| There is some discussion on why the Postgres team dislikes query hints here: https://wiki.postgresql.org/wiki/OptimizerHintsDiscussion But perhaps I also have some practical advice to try. I had a similar issue: I have a few tables with sensor data, 300-500 million rows, indexed among other things by event type. Some counting queries kept defaulting to full table scans. It turned out that this was because of limited statistics on the distribution of counts by event type. The default_statistics_target config parameter sets how many entries Postgres keeps in the histogram of possible values per column, the default is 100 I think. Because my event types were not evenly distributed, the less frequent ones were missing from the statistics histogram altogether, and somehow this resulted in bad query plans. As a fix, I upped the default_statistics_target to 1000, and to set it to 5000 for the biggest tables. Then after a vacuum analyze, the query planner started making sensible choices.
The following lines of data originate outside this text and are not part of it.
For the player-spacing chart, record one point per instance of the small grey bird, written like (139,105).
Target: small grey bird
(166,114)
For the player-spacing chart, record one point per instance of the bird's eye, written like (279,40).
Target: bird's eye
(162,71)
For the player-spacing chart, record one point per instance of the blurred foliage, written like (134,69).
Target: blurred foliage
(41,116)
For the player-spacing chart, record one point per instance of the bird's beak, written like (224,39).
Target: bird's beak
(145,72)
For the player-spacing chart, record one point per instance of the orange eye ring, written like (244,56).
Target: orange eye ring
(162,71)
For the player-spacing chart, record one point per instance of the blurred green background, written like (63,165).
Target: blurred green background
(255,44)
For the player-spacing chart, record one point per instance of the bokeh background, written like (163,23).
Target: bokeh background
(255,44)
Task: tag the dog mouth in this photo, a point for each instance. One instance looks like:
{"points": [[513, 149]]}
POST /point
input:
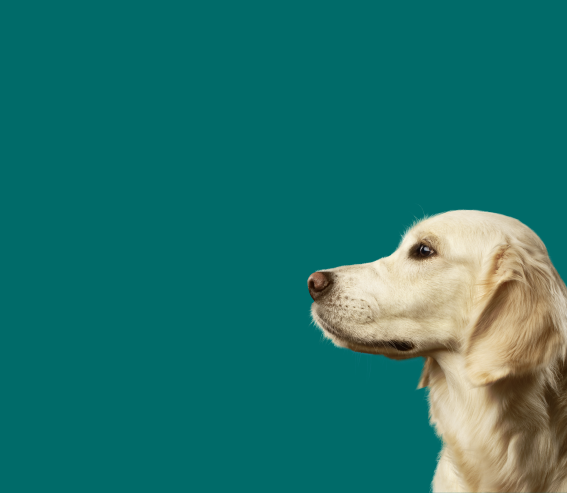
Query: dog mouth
{"points": [[399, 345]]}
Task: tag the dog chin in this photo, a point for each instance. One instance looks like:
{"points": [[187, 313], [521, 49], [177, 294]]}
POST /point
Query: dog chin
{"points": [[391, 349]]}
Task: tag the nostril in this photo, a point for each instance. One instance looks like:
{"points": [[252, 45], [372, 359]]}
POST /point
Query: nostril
{"points": [[317, 283]]}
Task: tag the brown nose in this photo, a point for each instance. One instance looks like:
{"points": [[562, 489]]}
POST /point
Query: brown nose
{"points": [[318, 283]]}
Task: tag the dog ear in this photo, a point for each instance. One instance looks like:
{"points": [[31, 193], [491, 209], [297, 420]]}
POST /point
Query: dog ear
{"points": [[518, 324], [424, 380]]}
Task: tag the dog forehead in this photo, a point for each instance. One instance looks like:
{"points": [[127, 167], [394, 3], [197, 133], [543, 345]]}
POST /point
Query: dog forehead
{"points": [[461, 230]]}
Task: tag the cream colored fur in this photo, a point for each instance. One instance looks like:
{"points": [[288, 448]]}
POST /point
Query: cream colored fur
{"points": [[488, 312]]}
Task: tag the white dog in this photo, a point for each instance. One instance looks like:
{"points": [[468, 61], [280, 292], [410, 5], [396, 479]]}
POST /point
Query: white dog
{"points": [[474, 293]]}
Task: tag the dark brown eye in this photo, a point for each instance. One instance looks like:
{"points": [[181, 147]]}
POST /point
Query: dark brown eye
{"points": [[424, 251]]}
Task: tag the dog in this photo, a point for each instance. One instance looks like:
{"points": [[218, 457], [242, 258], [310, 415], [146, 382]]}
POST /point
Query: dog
{"points": [[475, 294]]}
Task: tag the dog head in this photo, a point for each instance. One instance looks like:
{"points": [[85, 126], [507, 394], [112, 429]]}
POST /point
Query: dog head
{"points": [[477, 283]]}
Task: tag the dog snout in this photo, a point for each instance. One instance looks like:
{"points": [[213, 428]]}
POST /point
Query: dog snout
{"points": [[319, 283]]}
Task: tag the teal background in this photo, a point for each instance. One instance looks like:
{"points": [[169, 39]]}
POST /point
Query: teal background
{"points": [[172, 172]]}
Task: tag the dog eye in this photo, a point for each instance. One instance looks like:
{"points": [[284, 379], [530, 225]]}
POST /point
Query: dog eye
{"points": [[424, 251]]}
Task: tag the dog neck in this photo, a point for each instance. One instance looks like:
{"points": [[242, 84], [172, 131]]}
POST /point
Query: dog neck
{"points": [[518, 423]]}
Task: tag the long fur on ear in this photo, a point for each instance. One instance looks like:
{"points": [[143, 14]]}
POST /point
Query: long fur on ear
{"points": [[424, 379], [519, 323]]}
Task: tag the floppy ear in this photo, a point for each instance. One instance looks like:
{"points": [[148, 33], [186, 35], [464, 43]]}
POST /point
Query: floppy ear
{"points": [[424, 380], [519, 323]]}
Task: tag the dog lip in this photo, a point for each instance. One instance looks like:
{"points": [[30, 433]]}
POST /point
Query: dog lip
{"points": [[391, 344]]}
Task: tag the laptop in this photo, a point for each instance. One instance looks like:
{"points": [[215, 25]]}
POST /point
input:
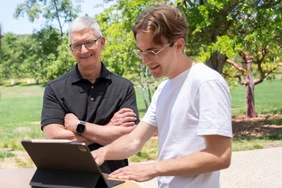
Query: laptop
{"points": [[62, 163]]}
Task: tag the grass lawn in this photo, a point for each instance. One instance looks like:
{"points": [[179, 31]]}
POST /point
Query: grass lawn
{"points": [[20, 111]]}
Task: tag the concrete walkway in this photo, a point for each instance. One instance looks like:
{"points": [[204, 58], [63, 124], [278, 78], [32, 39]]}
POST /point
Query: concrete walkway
{"points": [[249, 169]]}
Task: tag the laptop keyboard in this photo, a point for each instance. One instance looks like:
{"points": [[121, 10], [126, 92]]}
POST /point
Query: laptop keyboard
{"points": [[113, 183]]}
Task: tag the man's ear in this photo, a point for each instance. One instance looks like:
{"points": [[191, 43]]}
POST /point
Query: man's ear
{"points": [[103, 42], [180, 44]]}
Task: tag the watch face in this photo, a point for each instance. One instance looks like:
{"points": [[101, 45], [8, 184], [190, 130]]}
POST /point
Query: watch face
{"points": [[80, 128]]}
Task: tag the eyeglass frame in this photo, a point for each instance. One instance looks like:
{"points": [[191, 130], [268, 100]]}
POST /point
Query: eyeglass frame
{"points": [[80, 44], [141, 55]]}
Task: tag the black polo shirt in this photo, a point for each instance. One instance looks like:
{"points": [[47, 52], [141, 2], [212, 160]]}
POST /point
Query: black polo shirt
{"points": [[93, 103]]}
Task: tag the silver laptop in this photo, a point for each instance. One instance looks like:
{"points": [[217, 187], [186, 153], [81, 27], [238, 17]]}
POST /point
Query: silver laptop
{"points": [[65, 164]]}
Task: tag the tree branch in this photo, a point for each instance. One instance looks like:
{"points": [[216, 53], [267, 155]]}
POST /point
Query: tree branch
{"points": [[235, 65], [267, 74]]}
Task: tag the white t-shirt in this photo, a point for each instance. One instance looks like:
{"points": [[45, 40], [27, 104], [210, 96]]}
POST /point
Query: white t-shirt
{"points": [[193, 104]]}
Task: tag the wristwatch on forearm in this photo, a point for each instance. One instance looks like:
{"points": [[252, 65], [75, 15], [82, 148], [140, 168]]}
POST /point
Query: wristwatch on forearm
{"points": [[80, 127]]}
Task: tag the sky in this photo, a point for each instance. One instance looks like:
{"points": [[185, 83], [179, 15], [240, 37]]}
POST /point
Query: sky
{"points": [[23, 26]]}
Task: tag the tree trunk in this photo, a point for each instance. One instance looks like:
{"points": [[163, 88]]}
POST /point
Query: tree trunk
{"points": [[216, 61], [250, 96]]}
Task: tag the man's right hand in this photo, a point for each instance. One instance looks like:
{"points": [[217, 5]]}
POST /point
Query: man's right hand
{"points": [[124, 117], [99, 155]]}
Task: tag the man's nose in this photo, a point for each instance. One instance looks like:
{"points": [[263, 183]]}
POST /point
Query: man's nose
{"points": [[83, 48], [145, 60]]}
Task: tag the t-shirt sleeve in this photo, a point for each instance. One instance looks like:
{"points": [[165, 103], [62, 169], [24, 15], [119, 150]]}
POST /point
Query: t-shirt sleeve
{"points": [[130, 101], [214, 108]]}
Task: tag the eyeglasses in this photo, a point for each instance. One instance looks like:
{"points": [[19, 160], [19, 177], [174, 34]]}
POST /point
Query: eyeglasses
{"points": [[89, 44], [152, 55]]}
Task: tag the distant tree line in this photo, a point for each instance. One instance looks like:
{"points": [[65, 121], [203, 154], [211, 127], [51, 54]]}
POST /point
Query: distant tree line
{"points": [[241, 39]]}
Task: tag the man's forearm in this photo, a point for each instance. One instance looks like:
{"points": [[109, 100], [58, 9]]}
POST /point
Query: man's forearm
{"points": [[56, 131], [105, 135]]}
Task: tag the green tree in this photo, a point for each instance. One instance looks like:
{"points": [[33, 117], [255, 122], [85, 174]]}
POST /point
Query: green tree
{"points": [[60, 11], [62, 63], [13, 55], [239, 38]]}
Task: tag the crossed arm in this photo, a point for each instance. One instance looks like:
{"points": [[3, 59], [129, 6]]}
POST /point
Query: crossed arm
{"points": [[121, 123], [216, 156]]}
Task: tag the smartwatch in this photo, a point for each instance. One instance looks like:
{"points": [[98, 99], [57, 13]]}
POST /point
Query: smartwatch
{"points": [[80, 127]]}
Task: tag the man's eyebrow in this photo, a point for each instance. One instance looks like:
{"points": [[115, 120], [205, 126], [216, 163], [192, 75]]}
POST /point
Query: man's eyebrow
{"points": [[149, 49]]}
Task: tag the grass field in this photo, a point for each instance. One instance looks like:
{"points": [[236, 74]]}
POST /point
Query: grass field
{"points": [[20, 111]]}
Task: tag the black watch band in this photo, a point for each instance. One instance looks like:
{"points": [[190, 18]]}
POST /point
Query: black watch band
{"points": [[80, 127]]}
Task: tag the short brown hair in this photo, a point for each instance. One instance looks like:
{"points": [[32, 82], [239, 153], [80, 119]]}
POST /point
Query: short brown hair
{"points": [[162, 21]]}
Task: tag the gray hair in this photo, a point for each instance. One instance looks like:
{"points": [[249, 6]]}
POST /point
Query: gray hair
{"points": [[84, 22]]}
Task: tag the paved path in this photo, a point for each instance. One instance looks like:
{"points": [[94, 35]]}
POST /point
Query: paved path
{"points": [[249, 169]]}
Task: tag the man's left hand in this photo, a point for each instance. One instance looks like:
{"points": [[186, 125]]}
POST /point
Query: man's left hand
{"points": [[71, 122], [136, 172]]}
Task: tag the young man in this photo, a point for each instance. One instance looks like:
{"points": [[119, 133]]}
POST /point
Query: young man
{"points": [[89, 104], [191, 111]]}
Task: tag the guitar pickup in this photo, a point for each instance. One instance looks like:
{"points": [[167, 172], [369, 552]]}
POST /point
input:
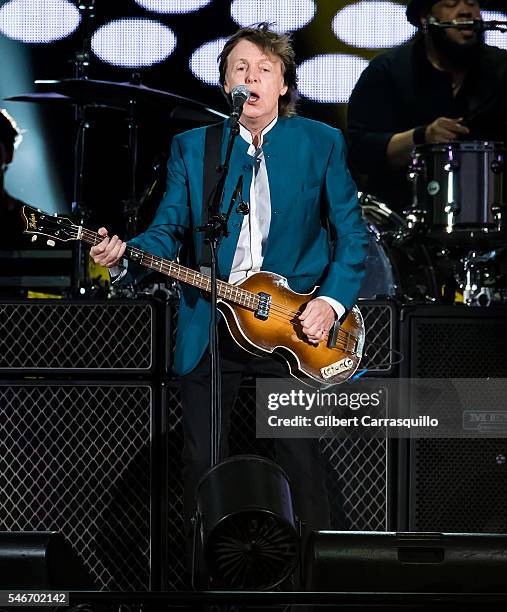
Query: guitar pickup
{"points": [[332, 337], [262, 311]]}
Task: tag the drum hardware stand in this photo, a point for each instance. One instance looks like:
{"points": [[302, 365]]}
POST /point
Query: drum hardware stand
{"points": [[474, 291], [131, 205]]}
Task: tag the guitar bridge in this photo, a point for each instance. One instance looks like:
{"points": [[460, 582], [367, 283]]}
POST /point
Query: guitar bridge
{"points": [[262, 311]]}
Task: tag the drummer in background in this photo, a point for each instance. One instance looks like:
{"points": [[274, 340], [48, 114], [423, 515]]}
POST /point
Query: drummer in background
{"points": [[444, 85], [11, 223]]}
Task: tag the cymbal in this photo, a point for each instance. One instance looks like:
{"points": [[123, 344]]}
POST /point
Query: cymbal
{"points": [[121, 95], [41, 98]]}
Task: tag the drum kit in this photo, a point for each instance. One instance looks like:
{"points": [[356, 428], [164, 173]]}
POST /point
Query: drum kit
{"points": [[450, 244]]}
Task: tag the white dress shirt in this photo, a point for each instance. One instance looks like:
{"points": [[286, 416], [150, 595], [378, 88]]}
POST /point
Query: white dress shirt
{"points": [[255, 228]]}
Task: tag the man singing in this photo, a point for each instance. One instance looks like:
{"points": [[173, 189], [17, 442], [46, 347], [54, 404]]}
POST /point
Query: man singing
{"points": [[304, 223]]}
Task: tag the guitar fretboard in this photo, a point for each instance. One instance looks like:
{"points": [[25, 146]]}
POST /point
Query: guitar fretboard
{"points": [[226, 291]]}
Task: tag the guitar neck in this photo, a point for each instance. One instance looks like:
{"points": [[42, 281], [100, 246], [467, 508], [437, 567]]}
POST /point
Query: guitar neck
{"points": [[226, 291]]}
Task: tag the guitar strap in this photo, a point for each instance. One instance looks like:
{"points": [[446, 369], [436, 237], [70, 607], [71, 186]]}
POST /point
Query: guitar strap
{"points": [[212, 161]]}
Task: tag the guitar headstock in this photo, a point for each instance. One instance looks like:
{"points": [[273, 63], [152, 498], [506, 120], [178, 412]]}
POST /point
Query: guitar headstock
{"points": [[42, 223]]}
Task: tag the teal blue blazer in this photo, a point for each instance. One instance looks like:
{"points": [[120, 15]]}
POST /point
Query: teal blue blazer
{"points": [[313, 199]]}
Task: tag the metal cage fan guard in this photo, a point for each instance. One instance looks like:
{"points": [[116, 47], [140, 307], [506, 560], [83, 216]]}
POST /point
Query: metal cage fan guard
{"points": [[248, 533]]}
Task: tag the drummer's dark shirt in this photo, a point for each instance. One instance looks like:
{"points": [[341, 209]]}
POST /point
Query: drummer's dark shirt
{"points": [[400, 90]]}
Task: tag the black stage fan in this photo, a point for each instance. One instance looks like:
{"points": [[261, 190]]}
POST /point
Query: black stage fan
{"points": [[248, 533]]}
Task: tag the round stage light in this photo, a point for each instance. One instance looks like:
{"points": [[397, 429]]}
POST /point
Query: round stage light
{"points": [[38, 21], [373, 25], [330, 78], [133, 42], [204, 61], [285, 15], [173, 6]]}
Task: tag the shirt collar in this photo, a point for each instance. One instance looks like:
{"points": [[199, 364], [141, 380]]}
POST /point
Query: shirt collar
{"points": [[247, 136]]}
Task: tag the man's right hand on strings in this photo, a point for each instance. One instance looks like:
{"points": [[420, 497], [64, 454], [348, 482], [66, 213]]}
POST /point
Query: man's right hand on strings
{"points": [[109, 252]]}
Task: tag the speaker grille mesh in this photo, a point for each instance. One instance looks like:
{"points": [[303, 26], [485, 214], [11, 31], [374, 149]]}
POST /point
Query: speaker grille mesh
{"points": [[77, 336], [457, 485], [76, 459]]}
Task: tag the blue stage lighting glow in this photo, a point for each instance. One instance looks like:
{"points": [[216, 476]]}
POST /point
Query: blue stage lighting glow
{"points": [[373, 25], [173, 6], [285, 15], [133, 42], [497, 39], [330, 78], [204, 64], [38, 21]]}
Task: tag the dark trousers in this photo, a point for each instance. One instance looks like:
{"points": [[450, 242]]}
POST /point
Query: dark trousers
{"points": [[299, 457]]}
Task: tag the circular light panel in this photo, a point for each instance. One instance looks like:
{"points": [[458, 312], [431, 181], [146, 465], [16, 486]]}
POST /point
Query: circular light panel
{"points": [[38, 21], [133, 42]]}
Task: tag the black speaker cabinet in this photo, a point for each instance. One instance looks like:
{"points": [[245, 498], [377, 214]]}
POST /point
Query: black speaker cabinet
{"points": [[97, 338], [453, 485], [406, 562], [40, 560]]}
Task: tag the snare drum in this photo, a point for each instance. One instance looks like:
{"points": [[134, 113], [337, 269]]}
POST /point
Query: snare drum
{"points": [[458, 186]]}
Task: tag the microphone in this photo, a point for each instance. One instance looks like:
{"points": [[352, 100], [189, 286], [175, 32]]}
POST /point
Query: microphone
{"points": [[239, 95]]}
Another thing to try is perhaps reducing the random_page_cost config parameter from it's default of 4.0. On SSDs, random page costs are much closer to 1 than they are 4 (compared to long sequential reads). |
My problem is not that PostgreSQL does not understand the distribution of my data. It does. The problem is that it comes up with a query plan without realizing that I'm only querying for a very small range of timestamps.
If this happens again, I'll have to try rewriting code to send it queries with hard-coded timestamps, cross fingers and pray. I find prayer quite essential with PostgreSQL sometimes because as ineffective as it is, at times I've got nothing else.